Tuesday, September 03, 2013
Fiorelli Pasta with Swiss Chard, Preserved Lemon, Garlic & Breadcrumbs
Inspired by a recipe from BonAppetit
Prep time: 10 minutes
Cook time: 15 minutes (or until water is boiled plus 7-8 minutes for pasta)
Serves 2 (with leftovers great for frittatas or just heated up)
1/2 box Fiorelli pasta (or whatever your favorite short pasta might be)
1 stick of salted butter, cut into 8 pieces
2 large cloves garlic, crushed (I actually use a fine microplane to turn my garlic into a lovely mush)
pinch or 2 of dried red pepper flakes
3/4 cup panko crumbs
zest of 1 lemon
preserved lemon rind, finely chopped ( I used 1/2 preserved lemon, rinsed well, pulp removed)
1/2 bunch Swiss Chard, main stem removed, leaves coarsely chopped
3 tbsp flat leaf parsley, finely chopped
freshly grated Parmigiana-Reggiano cheese - to your taste at serving
1. In a large skillet melt 2 pats of butter over medium heat. Add the garlic,a pinch of red pepper flakes and panko crumbs and incorporate the butter. Allow the panko to brown, stirring occasionally. You want it to brown, not burn. 2-4 minutes. Add the lemon zest, toss and remove from the skillet. Allow to cool in a dish while you prepare the rest of the dish.
2.Cook pasta according to directions. If you are using fresh pasta, it will take less time to cook than dried, so you might want to start the Swiss chard first.

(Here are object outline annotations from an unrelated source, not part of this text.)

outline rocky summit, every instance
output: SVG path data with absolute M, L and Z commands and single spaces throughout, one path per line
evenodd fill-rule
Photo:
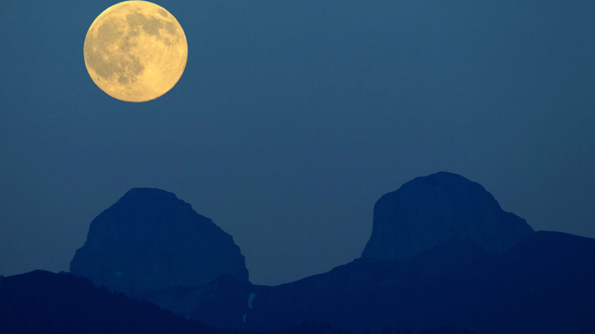
M 132 295 L 223 274 L 248 279 L 231 236 L 173 193 L 148 188 L 130 190 L 93 220 L 70 272 Z
M 481 185 L 440 172 L 416 178 L 376 202 L 362 257 L 406 259 L 461 241 L 496 254 L 533 232 L 525 219 L 503 210 Z

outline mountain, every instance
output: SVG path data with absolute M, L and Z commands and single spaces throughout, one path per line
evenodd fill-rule
M 352 330 L 447 325 L 486 334 L 590 333 L 593 282 L 595 240 L 539 231 L 496 256 L 462 242 L 254 287 L 246 323 L 259 329 L 313 321 Z
M 478 183 L 441 172 L 416 178 L 376 202 L 372 235 L 362 257 L 411 257 L 464 241 L 498 254 L 533 232 Z
M 248 281 L 231 237 L 176 195 L 135 188 L 93 220 L 70 272 L 131 295 L 203 285 L 223 274 Z
M 446 326 L 444 330 L 462 327 L 482 334 L 595 330 L 595 240 L 535 232 L 524 219 L 502 210 L 483 187 L 460 175 L 417 178 L 384 195 L 374 207 L 372 235 L 360 259 L 276 286 L 252 284 L 247 272 L 212 270 L 204 261 L 186 260 L 186 271 L 209 273 L 209 280 L 168 277 L 178 269 L 164 275 L 162 268 L 170 267 L 164 264 L 170 262 L 156 254 L 167 249 L 173 258 L 184 259 L 186 255 L 177 254 L 188 254 L 165 246 L 166 238 L 187 240 L 181 235 L 189 234 L 187 228 L 175 222 L 187 220 L 171 218 L 186 216 L 178 211 L 189 210 L 195 219 L 202 216 L 170 193 L 131 191 L 140 194 L 128 198 L 127 193 L 93 220 L 71 267 L 91 268 L 96 258 L 104 262 L 87 269 L 96 284 L 127 289 L 136 298 L 208 326 L 278 330 L 306 322 L 358 332 Z M 146 192 L 156 194 L 141 196 Z M 197 225 L 205 226 L 190 224 Z M 156 234 L 163 239 L 147 241 Z M 237 257 L 239 250 L 224 235 L 228 238 L 208 244 L 217 251 L 236 249 Z M 126 260 L 116 259 L 120 256 Z M 131 263 L 135 260 L 153 270 L 146 270 L 158 283 L 143 284 L 145 276 L 124 271 L 138 267 Z M 231 267 L 245 269 L 241 260 L 242 266 Z M 129 280 L 128 285 L 118 279 Z

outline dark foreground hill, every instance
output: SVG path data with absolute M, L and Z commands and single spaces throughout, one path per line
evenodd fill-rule
M 398 332 L 385 332 L 397 333 Z M 147 301 L 94 286 L 70 274 L 36 270 L 0 276 L 2 334 L 256 334 L 207 327 Z M 349 334 L 328 325 L 302 324 L 271 334 Z M 411 333 L 411 332 L 409 332 Z M 424 334 L 471 334 L 442 327 Z
M 356 331 L 446 325 L 486 334 L 594 333 L 594 282 L 595 240 L 539 231 L 497 256 L 463 242 L 408 259 L 361 259 L 277 286 L 222 277 L 178 295 L 175 305 L 236 328 L 315 322 Z

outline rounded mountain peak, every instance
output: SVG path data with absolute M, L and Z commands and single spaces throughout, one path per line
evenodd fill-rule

3. In the same large skillet, melt the remaining butter and add the Swiss Chard. Saute until the chard is wilted 3-5 minutes. Add the preserved lemon and possibly another pinch of red pepper flakes. It will look very oily, but remember, you'll be adding pasta and panko.
4. Drain the pasta when al dente and add to the Swiss Chard. Toss well and transfer to a serving dish. Add the panko and freshly grated cheese. Taste for seasoning. You might want to add some lemon juice, or more red pepper flakes. We enjoyed it as is.